Thursday, December 06 2012, 12:35PM
“A-Mason,Im sure you will find that in any "daredevil" type pursuit a terrible safety record exists and im afraid that is the No 1 attraction to these persuits and im all for it. I would question though in this day and age of austerity why a seemingly bottomless pit of public money is still available to fund this sort of spectacle.”

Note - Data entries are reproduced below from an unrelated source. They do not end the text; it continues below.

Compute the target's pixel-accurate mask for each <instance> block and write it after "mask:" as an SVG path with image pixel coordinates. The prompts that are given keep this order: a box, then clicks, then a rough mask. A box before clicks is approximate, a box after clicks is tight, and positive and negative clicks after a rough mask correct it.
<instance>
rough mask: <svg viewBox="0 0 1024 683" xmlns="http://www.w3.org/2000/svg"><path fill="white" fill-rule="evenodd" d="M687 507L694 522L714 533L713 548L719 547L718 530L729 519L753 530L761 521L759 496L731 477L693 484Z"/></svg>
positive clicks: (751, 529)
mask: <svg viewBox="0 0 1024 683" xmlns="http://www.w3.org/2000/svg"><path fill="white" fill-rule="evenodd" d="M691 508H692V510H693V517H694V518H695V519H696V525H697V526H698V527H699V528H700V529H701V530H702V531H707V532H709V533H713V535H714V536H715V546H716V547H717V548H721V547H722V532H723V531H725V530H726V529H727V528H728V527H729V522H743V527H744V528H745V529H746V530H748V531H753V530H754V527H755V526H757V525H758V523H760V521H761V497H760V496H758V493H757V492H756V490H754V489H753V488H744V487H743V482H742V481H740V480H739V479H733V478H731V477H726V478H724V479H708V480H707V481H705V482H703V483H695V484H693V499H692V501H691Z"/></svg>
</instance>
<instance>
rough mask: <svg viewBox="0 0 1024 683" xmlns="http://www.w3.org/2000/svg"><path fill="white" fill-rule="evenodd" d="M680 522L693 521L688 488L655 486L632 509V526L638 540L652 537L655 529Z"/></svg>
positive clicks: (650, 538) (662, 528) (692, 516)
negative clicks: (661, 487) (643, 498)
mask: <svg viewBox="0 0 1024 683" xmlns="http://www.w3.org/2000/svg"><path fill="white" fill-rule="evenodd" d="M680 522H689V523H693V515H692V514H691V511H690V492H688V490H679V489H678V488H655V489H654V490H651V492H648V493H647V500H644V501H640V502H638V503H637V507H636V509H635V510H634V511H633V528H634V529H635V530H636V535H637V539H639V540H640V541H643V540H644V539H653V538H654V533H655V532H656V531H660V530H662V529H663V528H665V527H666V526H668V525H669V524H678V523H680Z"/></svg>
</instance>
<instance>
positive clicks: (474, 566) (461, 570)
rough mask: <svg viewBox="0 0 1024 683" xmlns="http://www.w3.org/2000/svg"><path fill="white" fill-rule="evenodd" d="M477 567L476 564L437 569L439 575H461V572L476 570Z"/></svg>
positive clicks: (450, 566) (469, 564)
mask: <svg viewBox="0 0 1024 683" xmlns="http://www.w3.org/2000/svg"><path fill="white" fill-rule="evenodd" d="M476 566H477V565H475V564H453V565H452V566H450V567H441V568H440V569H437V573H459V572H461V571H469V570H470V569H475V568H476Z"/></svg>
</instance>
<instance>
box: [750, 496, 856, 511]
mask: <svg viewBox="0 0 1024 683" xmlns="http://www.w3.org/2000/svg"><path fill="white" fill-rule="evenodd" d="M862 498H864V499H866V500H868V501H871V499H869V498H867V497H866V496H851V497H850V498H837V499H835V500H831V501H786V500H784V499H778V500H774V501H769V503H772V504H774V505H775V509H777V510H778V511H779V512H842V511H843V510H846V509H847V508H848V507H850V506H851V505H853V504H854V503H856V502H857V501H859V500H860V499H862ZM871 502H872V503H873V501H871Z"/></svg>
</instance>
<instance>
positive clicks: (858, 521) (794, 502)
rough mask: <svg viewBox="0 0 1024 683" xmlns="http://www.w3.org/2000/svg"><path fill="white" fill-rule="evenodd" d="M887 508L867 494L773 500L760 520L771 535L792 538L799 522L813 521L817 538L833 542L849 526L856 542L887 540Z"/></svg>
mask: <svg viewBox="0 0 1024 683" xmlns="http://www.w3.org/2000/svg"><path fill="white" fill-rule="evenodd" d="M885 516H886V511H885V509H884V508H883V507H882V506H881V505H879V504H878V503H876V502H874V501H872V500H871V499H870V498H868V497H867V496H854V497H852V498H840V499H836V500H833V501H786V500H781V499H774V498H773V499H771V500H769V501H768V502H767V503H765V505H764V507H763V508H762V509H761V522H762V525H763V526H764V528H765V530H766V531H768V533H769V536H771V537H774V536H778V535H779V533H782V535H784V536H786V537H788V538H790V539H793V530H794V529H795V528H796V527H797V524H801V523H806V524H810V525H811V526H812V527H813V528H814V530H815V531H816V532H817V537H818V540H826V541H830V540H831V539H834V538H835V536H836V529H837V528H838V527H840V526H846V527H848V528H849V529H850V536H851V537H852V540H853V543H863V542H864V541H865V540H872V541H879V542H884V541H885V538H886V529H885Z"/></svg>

Thursday, December 06 2012, 9:23AM
“I think A_Mason, you have to expect a certain amount of risk when flying only a few feet apart. Human error is costly as has been proved over the years not just with the Red Arrows but any aviation. Also mechanical failure which has been a result of many of the incidents you mention, but other aircraft suffer this (one only needs to watch the National Geographic channel and you will see). The BAe hawk is an aging aircraft that get's a lot of servicing but this still cannot prevent mechanical issues happening in flight. The sheer crowd pleasure at seeing the the 'Diamond Nine' at events and Airshows around the world show how much they would be missed if time was to be called upon them. The fact they are the best advert for recruitment in the RAF as well as the money they bring in... no other military unit can boast that. Living in Lincoln, watching them practice over the north fills you with a sense of pride that some of our elite pilots are up there doing what they enjoy. I say good luck to them and keep flying, keep pleasing and wowing crowds the world over and continue to be the envy of display teams across the world.Excellent pictures by the way.”